Vega toyed with the fence, pulling on the links so they puckered and rattled. Adele noticed that he seemed nervous and tongue-tied in Linda’s presence. He hadn’t been that way at all upstairs. What was it about Latin men and their obsession with blondes? It’s not like Linda was beautiful or anything. Her face resembled those pale likenesses in Old Dutch paintings: skin the color of just-cut apples, eyes that took on the ambient shade of the sky. She was skinny rather than svelte, bony rather than sculpted. When she turned her wrists, blue veins snaked along the undersides like she’d drawn them on in pen.
“I’m pretty sure I remember the woman in that photograph you showed me,” said Linda. “I’m also pretty sure I filled out a client profile sheet on her but I can’t seem to find it. She came in only once or twice to see if anyone wanted to hire her as a cleaning lady. I remember her because I had a job for a nanny. Most clients will take anything you find for them. But she wouldn’t work in a home with little kids. ‘No young children.’ I remember her saying that. I may have set up an interview for her. It would be on the intake sheet if I could find it but I can’t.”
“Do you remember her name?” asked Vega.
“I think it
was Maria. I don’t remember her last name.”
“Well,” Vega laughed. “That only narrows the list down to like a third of the Latinas in the county.”
“I know. Sorry,” said Linda. “But even if I remembered a last name, sometimes clients give me fake ones and change them periodically so that may not help you as much as you think. But I do remember that she was with a man when she came in. I see him at the center from time to time. He never did an intake sheet. I’ve asked a few times but he’s always refused. I know he usually comes in with Enrique Sandoval.”
“I know Enrique,” said Adele. Enrique had a crush on her. She could feel it. The way he’d hop from one foot to the other, like he was walking on fire in her presence. Kind of the way Vega was behaving with Linda now. “Enrique comes in with his older cousin a lot. Anibal—”

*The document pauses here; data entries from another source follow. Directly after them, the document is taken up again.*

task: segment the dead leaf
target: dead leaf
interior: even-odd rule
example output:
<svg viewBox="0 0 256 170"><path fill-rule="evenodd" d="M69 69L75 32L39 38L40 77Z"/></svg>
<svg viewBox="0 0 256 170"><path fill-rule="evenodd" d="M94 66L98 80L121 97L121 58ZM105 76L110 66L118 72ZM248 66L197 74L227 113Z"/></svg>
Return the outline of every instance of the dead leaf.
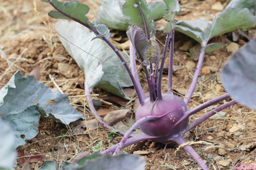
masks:
<svg viewBox="0 0 256 170"><path fill-rule="evenodd" d="M127 114L130 114L130 113L129 109L114 110L108 113L104 117L103 120L109 125L112 125L121 121Z"/></svg>
<svg viewBox="0 0 256 170"><path fill-rule="evenodd" d="M101 109L97 110L97 112L100 116L105 116L112 111L112 110L109 109Z"/></svg>
<svg viewBox="0 0 256 170"><path fill-rule="evenodd" d="M46 156L38 152L29 154L28 156L31 156L28 158L28 161L30 163L37 163L39 161L43 162L46 158Z"/></svg>
<svg viewBox="0 0 256 170"><path fill-rule="evenodd" d="M28 74L28 75L34 75L36 80L38 81L40 79L40 67L39 65L37 65Z"/></svg>

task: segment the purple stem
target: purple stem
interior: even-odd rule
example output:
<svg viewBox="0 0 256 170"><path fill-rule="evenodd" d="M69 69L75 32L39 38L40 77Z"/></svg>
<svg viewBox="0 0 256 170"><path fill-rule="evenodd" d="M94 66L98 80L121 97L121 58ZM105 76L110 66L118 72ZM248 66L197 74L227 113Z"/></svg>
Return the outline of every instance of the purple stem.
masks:
<svg viewBox="0 0 256 170"><path fill-rule="evenodd" d="M87 99L87 103L89 105L89 108L90 108L90 110L92 111L92 113L93 115L93 116L95 117L95 118L98 121L98 122L100 122L100 124L104 128L106 128L107 129L109 129L110 130L113 130L114 129L108 125L105 122L104 122L101 118L98 115L98 113L97 112L96 110L95 109L95 108L93 105L93 101L92 100L92 97L89 95L90 95L90 91L89 90L89 87L87 87L87 86L85 86L85 94L88 95L88 96L86 96ZM123 136L125 134L123 132L118 131L117 133Z"/></svg>
<svg viewBox="0 0 256 170"><path fill-rule="evenodd" d="M137 135L134 137L127 139L127 141L125 142L125 144L123 144L123 147L127 147L128 146L139 142L141 141L146 141L148 139L152 139L156 138L158 137L149 136L144 133L142 133L141 134ZM114 153L114 152L115 151L115 149L117 147L118 144L118 143L112 146L108 149L102 152L101 154L104 155L110 153Z"/></svg>
<svg viewBox="0 0 256 170"><path fill-rule="evenodd" d="M167 53L168 47L169 45L169 41L171 37L171 33L167 35L166 37L166 44L164 44L164 49L163 53L162 59L161 61L161 66L160 66L159 70L159 76L158 77L158 99L159 100L162 100L162 94L161 94L161 86L162 86L162 77L163 75L163 68L164 66L164 61L166 58L166 54Z"/></svg>
<svg viewBox="0 0 256 170"><path fill-rule="evenodd" d="M176 4L175 1L175 4ZM169 70L168 70L168 91L170 91L172 87L172 69L174 65L174 29L172 31L172 35L171 36L170 42L170 53L169 60Z"/></svg>
<svg viewBox="0 0 256 170"><path fill-rule="evenodd" d="M188 111L187 111L187 113L185 113L185 114L176 124L175 125L179 124L183 120L191 116L191 115L194 114L195 113L196 113L202 110L203 109L204 109L206 108L208 108L209 106L214 104L215 103L217 103L220 101L222 101L229 97L230 97L229 94L228 93L225 94L217 97L215 97L213 99L210 100L204 103L203 104L200 104L200 105L192 109L191 110L189 110Z"/></svg>
<svg viewBox="0 0 256 170"><path fill-rule="evenodd" d="M137 129L141 124L143 124L144 122L146 122L147 121L155 120L157 118L158 118L159 116L146 116L144 117L139 120L137 121L136 122L131 126L131 127L126 131L125 135L123 135L122 140L119 142L119 143L117 145L117 147L115 149L115 151L113 154L113 155L116 155L118 154L121 150L123 148L123 146L126 142L128 138L130 137L130 135L131 134L131 133L134 131L136 129Z"/></svg>
<svg viewBox="0 0 256 170"><path fill-rule="evenodd" d="M179 145L187 143L187 142L182 138L181 135L179 135L177 138L175 138L172 140ZM198 155L198 154L193 149L191 146L187 144L183 147L183 148L187 152L188 152L188 154L189 154L190 156L193 158L193 159L196 162L196 163L201 168L204 170L208 169L207 165L205 165L204 161L203 161L202 158L201 158L200 156Z"/></svg>
<svg viewBox="0 0 256 170"><path fill-rule="evenodd" d="M138 90L140 92L141 98L142 101L146 99L146 97L142 87L141 87L141 83L139 82L139 75L138 75L137 67L136 66L136 52L134 46L133 46L131 41L130 42L130 64L131 65L131 73L134 77L136 84L138 86ZM142 104L142 103L141 103Z"/></svg>
<svg viewBox="0 0 256 170"><path fill-rule="evenodd" d="M190 84L189 88L188 89L188 92L187 93L185 98L184 99L184 101L188 105L190 99L193 95L195 89L196 88L196 84L198 81L198 76L200 75L201 69L202 69L203 62L204 61L204 52L203 49L201 49L200 54L199 56L199 59L198 60L197 65L196 66L196 71L195 72L194 77Z"/></svg>
<svg viewBox="0 0 256 170"><path fill-rule="evenodd" d="M186 132L191 130L205 120L206 120L209 117L211 117L212 116L215 114L217 112L220 112L223 109L225 109L228 107L230 107L230 106L233 105L234 104L236 104L237 102L234 100L232 100L230 101L229 101L228 103L226 103L225 104L224 104L215 109L214 109L212 110L210 110L210 112L208 112L207 113L204 114L199 118L196 119L195 121L194 121L193 122L190 124L186 128L185 131L183 134L185 134Z"/></svg>

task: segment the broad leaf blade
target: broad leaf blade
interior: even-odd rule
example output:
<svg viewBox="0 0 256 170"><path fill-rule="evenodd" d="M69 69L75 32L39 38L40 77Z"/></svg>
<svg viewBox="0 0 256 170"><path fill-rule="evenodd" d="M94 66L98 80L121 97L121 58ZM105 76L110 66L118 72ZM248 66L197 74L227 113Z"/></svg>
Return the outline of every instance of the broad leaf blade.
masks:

“—This isn’t Anibal,” said Linda. “Anibal has a mustache. And his fingers—” Linda held up her left hand and made a slicing motion across the digits. Anibal was so good with his hands, you’d have to look closely to know that some of his fingers were partially amputated. “This other man—I saw him this morning before I came over to the preschool. He and Enrique and Anibal got picked for a job clearing brush over in Wickford. His shoe was falling apart.”
“You mean Rodrigo.” Adele had seen the boot. Tied together with string. They had some castoffs in a closet and she tried to find him a pair that fit but they were all too small. Adele felt bad for Rodrigo. He had so much dignity when he was trying to stuff his feet into the castoffs. He was so unfailingly gracious, thanking her for her efforts. It would have been easy to drive to Target, buy a pair of cheap work boots out of her own pocket, and come back. But then she’d have to do it for every client. And they all had sad stories. So she helped Rodrigo get thicker string to keep the sole tied to the boot and hoped he’d either earn enough to get a new pair or someone would donate the right size.
“This guy’s name is Rodrigo?” asked Vega. He bounced a look from Adele to Linda. “Rodrigo what?”